Tommy Monaghan, un asesino a sueldo con visión de rayos X y poderes telepáticos, llegó a DC Cómics de la mano de Garth Ennis y John McCrea. Durante 60 números y varios especiales, este antihéroe de Gotham se movió entre el hampa y los superhéroes sin capa. Pero DC lo enterró en el olvido. Hoy, pocos recuerdan al personaje que se enfrentó a Batman y al Joker sin inmutarse.
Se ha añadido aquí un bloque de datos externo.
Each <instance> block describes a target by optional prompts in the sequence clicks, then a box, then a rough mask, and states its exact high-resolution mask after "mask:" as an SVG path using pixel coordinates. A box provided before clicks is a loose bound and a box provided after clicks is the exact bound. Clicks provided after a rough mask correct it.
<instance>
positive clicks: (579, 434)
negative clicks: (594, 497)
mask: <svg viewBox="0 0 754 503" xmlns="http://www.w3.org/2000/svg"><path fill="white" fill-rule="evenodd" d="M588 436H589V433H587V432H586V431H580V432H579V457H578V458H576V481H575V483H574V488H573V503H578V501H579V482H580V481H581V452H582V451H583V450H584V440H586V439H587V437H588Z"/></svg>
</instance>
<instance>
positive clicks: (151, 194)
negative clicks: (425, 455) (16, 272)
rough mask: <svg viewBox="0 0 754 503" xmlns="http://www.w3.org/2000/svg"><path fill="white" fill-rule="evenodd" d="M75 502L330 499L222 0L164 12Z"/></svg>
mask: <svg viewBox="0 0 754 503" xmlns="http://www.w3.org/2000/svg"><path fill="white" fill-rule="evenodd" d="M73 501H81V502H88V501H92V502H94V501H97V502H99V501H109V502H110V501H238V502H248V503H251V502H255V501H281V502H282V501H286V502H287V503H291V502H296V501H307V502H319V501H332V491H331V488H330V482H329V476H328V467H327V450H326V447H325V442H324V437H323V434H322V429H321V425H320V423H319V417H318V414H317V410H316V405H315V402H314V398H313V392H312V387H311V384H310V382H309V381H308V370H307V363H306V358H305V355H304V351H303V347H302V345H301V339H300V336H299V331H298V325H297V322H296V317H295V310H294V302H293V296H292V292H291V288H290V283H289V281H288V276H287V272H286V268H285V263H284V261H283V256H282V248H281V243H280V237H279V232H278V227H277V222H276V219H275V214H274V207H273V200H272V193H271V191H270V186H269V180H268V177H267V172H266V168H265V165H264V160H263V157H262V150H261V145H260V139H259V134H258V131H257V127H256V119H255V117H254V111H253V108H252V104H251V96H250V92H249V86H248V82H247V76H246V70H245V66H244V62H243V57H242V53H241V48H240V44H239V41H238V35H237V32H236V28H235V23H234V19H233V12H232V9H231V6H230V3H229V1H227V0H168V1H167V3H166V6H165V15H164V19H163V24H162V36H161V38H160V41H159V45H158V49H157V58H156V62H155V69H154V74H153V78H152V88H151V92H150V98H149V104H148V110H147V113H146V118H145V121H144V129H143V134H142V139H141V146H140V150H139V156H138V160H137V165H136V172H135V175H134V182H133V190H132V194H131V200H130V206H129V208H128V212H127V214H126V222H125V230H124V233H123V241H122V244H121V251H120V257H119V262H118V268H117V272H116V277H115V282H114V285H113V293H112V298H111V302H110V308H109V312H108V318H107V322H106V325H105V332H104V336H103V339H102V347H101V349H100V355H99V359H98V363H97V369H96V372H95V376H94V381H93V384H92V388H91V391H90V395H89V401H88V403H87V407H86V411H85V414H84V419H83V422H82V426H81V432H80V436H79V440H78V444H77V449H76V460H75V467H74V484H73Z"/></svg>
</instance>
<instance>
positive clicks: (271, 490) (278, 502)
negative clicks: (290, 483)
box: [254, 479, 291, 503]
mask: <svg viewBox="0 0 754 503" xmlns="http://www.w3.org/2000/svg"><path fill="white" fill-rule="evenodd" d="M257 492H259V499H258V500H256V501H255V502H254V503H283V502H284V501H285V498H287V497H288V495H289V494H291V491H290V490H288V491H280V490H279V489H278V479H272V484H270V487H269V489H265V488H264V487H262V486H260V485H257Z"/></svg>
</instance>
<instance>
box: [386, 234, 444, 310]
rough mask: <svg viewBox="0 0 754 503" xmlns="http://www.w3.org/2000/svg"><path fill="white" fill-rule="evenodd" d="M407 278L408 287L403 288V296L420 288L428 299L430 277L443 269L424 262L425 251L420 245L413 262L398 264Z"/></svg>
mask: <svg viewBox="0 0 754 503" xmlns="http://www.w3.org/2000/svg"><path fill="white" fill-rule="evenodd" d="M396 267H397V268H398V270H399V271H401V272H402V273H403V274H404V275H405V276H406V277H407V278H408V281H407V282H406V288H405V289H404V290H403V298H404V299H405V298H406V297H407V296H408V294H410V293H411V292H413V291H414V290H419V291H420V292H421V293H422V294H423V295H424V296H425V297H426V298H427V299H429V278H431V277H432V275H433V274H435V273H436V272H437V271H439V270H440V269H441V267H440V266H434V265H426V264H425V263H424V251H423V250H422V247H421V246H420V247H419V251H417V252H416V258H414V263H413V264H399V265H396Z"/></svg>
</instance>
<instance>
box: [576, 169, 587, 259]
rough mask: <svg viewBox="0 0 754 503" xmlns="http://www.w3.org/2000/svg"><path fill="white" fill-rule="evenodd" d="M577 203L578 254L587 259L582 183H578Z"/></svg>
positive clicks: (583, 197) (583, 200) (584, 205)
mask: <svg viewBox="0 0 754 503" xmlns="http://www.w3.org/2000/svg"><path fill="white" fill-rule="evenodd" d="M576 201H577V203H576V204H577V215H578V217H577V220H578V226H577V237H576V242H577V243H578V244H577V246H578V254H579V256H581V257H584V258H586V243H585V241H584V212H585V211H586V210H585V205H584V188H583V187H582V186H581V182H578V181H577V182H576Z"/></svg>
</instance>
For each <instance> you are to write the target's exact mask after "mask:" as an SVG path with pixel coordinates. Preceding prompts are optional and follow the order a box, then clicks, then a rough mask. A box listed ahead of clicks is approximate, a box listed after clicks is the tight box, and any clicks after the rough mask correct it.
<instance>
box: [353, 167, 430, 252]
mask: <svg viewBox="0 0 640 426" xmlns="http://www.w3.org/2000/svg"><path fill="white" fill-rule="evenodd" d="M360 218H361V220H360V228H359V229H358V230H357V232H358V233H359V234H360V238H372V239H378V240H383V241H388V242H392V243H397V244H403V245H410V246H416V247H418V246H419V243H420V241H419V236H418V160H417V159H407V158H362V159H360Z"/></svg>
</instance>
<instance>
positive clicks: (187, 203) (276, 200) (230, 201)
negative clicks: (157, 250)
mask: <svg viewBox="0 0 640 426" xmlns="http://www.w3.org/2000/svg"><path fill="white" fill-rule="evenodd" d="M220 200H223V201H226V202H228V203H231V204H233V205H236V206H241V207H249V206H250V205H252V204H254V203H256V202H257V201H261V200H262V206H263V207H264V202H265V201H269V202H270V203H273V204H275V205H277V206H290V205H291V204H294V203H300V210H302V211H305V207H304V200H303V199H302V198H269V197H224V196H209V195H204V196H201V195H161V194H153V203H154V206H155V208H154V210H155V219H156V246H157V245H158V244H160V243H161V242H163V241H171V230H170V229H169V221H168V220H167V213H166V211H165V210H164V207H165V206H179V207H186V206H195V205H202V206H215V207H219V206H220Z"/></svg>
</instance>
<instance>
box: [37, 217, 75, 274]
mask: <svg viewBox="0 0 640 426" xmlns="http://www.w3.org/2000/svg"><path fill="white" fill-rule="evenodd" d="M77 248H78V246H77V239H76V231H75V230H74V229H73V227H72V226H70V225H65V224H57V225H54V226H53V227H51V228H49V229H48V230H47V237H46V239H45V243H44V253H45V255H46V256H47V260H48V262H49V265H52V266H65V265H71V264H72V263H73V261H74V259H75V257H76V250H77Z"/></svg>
La mecánica narrativa de un personaje con fecha de caducidad 🎯
Ennis construyó a Hitman como un experimento de baja fidelidad: sin grandes poderes, sin trajes ajustados y con un arsenal de armas de fuego convencionales. Su enfoque técnico se basó en diálogos rápidos y violencia contenida, alejándose del canon superheroico tradicional. McCrea aportó un dibujo sucio y expresivo que encajaba con el tono callejero de la serie. El resultado fue un cómic de acción con ritmo de serie B, diseñado para un público adulto que buscaba algo más terrenal dentro del universo DC.
El superhéroe que prefería una cerveza fría a salvar el mundo 🍺
Mientras Superman se preocupaba por la amenaza cósmica, Tommy Monaghan se tomaba una pinta en el bar Noonan’s y se quejaba de sus vecinos. Su mayor dilema existencial no era salvar Metrópolis, sino decidir si cobrar por un trabajo o escaquearse. DC lo borró del mapa con la naturalidad de quien tira un recibo. Pero oye, al menos Tommy no tiene que lidiar con crossovers multiversales ni resurrecciones forzadas. Eso sí que es un superpoder.